KPK menetapkan Ketua DPR RI Setya Novanto sebagai tersangka.
Ketua Umum Partai Golkar itu diduga terlibat dalam korupsi proyek pengadaan
e-KTP.
"KPK menetapkan saudara SN anggota DPR periode
2009-2014 sebagai tersangka," ujar Ketua KPK Agus Rahardjo di Gedung KPK
Jakarta, Senin (17/7/2017).
Menurut Agus, Novanto diduga menguntungkan diri atau orang
lain atau korporasi. Novanto juga diduga menyalahgunakan kewenangan dan
jabatan.
Jaksa KPK sebelumnya meyakini adanya peran Setya Novanto
dalam korupsi proyek e-KTP. Jaksa yakin tindak pidana korupsi yang merugikan
negara Rp 2,3 triliun itu dilakukan bersama-sama Setya Novanto.

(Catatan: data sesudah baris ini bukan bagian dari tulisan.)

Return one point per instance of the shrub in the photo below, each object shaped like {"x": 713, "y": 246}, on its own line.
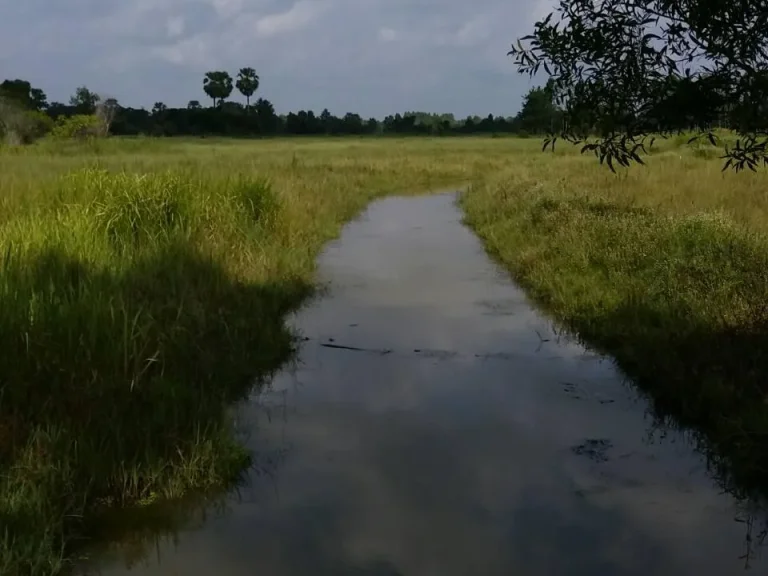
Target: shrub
{"x": 80, "y": 126}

Hal itu dijelaskan jaksa KPK saat membacakan surat tuntutan
terhadap dua terdakwa mantan pejabat Kementerian Dalam Negeri, Irman dan
Sugiharto, di Pengadilan Tipikor Jakarta, Kamis (22/6/2017).
"Telah terjadi kerja sama yang erat dan sadar yang
dilakukan para terdakwa dengan Setya Novanto, Diah Anggraini, Drajat Wisnu,
Isnu Edhi dan Andi Agustinus alias Andi Narogong," ujar jaksa KPK Mufti
Nur Irawan saat membacakan surat tuntutan.